The project team's environmental goals included preserving as many trees as possible to maintain the wooded setting of the campus. The building was designed to integrate with the site, with floor levels arranged to mimic the hillside they sit on. The partial green roof manages stormwater, lowers heating and cooling loads, and shades the building from solar heat gain with overhangs.
The building is oriented to the south to take advantage of daylighting and passive solar heating opportunities. A heavy timber frame was left exposed to minimize finishing. In addition, several of the building's systems were left exposed to offer teaching opportunities; an enthalpy heat wheel, a wood pellet boiler, and toilet composters can all be seen by students.

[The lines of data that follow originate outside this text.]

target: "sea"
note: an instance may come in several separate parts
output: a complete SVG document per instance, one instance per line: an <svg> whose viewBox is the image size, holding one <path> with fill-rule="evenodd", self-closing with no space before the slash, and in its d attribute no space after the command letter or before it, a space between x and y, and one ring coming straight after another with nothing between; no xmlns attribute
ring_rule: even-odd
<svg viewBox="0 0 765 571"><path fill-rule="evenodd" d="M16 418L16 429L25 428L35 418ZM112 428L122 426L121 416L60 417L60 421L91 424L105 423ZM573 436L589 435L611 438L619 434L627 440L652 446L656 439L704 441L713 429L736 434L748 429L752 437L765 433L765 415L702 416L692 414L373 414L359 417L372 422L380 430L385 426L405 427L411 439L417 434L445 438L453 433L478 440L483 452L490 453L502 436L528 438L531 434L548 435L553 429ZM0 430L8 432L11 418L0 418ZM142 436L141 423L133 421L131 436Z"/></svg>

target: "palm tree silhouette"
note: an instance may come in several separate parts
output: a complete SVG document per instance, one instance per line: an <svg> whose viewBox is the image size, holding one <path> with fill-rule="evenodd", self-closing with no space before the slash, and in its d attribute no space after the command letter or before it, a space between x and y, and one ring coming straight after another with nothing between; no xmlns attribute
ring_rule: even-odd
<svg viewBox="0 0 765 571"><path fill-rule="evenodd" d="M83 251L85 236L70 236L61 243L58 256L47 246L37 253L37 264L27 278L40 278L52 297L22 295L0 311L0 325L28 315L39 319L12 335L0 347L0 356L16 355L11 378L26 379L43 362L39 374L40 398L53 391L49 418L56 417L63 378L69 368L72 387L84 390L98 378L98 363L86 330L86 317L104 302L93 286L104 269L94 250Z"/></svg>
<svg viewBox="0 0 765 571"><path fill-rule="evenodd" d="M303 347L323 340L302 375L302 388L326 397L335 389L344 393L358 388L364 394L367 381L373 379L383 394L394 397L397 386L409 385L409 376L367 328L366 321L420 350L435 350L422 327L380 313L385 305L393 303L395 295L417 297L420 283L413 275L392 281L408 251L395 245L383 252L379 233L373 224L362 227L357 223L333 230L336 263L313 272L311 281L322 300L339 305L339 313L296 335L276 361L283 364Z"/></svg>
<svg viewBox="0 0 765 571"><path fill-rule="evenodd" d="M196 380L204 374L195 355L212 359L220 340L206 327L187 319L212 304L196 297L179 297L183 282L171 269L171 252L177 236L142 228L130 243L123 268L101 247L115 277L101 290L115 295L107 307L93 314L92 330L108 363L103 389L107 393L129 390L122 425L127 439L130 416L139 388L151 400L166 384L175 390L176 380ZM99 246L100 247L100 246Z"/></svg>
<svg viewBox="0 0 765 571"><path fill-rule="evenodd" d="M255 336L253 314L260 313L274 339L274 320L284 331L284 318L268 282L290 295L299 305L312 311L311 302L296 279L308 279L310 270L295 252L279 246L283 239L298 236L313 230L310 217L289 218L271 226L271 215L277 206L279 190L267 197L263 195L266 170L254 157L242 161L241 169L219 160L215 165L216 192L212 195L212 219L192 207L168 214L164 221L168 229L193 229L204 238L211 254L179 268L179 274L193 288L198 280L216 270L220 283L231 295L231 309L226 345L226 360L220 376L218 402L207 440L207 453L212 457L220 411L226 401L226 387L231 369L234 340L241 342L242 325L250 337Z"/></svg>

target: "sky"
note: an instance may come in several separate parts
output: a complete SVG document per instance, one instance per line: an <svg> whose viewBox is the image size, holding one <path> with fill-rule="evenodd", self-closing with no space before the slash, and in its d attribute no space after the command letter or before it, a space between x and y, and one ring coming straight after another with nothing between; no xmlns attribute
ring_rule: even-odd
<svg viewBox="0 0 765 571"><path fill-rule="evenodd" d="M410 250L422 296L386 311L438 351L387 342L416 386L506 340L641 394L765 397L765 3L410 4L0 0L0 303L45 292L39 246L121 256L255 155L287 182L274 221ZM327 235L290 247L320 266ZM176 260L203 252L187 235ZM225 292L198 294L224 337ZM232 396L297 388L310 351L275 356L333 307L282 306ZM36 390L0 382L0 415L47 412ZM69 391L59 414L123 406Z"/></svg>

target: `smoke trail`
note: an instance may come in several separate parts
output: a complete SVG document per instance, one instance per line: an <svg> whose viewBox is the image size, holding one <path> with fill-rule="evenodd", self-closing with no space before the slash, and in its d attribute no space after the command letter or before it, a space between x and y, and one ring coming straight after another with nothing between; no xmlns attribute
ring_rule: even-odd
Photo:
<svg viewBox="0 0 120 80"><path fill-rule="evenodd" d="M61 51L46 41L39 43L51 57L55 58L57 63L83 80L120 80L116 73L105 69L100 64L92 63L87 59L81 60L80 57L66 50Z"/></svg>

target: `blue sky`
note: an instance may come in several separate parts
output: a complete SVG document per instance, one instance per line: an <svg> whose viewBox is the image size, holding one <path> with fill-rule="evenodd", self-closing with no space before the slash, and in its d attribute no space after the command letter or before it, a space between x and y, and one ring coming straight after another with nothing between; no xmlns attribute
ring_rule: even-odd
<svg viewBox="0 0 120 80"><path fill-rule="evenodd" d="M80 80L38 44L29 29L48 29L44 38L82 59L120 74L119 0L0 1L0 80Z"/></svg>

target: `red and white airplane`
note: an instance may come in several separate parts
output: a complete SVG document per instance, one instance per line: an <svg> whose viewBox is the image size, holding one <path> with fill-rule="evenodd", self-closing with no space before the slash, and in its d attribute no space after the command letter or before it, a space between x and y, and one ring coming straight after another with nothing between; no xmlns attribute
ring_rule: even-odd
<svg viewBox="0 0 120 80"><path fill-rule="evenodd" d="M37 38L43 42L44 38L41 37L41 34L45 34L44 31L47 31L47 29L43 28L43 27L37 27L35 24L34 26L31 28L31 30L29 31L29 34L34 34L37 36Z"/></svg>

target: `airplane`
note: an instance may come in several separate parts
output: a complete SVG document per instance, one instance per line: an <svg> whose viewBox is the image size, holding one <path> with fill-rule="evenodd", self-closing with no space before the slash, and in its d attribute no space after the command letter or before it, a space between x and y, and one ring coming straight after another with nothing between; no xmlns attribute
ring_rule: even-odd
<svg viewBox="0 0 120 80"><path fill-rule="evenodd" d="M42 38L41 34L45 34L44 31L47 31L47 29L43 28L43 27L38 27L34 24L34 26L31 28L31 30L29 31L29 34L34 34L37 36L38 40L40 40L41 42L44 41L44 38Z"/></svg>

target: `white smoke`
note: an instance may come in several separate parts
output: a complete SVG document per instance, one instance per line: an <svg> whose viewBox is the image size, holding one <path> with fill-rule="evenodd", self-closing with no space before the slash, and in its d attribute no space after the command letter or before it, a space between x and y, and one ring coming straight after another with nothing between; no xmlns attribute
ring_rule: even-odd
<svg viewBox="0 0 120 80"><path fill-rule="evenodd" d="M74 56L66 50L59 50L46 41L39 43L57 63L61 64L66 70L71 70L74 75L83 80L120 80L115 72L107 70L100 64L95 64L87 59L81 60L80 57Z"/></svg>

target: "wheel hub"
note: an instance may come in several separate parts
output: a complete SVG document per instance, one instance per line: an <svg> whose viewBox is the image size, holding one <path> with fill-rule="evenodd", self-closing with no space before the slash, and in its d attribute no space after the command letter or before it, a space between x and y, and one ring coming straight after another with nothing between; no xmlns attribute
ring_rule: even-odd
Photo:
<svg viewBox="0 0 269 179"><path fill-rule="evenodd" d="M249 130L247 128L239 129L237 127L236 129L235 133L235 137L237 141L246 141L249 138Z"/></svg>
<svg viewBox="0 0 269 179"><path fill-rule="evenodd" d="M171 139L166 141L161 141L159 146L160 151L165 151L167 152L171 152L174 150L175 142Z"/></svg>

The new building occupies a previously developed parcel and replaces two deteriorated structures—a 1950s science building contaminated with mold and a collapsing 1980s maintenance building.
The building fosters a sense of place and strengthens community interaction on the campus. An informal amphitheater of salvaged boulders encourages outdoor gatherings. At the heart of the building is a sunny, double-height science display atrium designed to foster biophilia through views of the campus, surrounding treetops, green roof, and indoor wetlands planter. The atrium has become a popular place for students to relax.
A large gallery for community gatherings was designed to host a wide range of activities, up to five events per day—meetings, lectures, art shows, and social activities. The flexibility of this space comes from hinged wall panels that allow the space to be converted from one use to another, exterior access, stackable furniture, storage space, and a nearby kitchen.
No parking was required as the project did not increase enrollment or staffing. Approximately 40% of the students commute. The colonnade was designed to double as a bus shelter.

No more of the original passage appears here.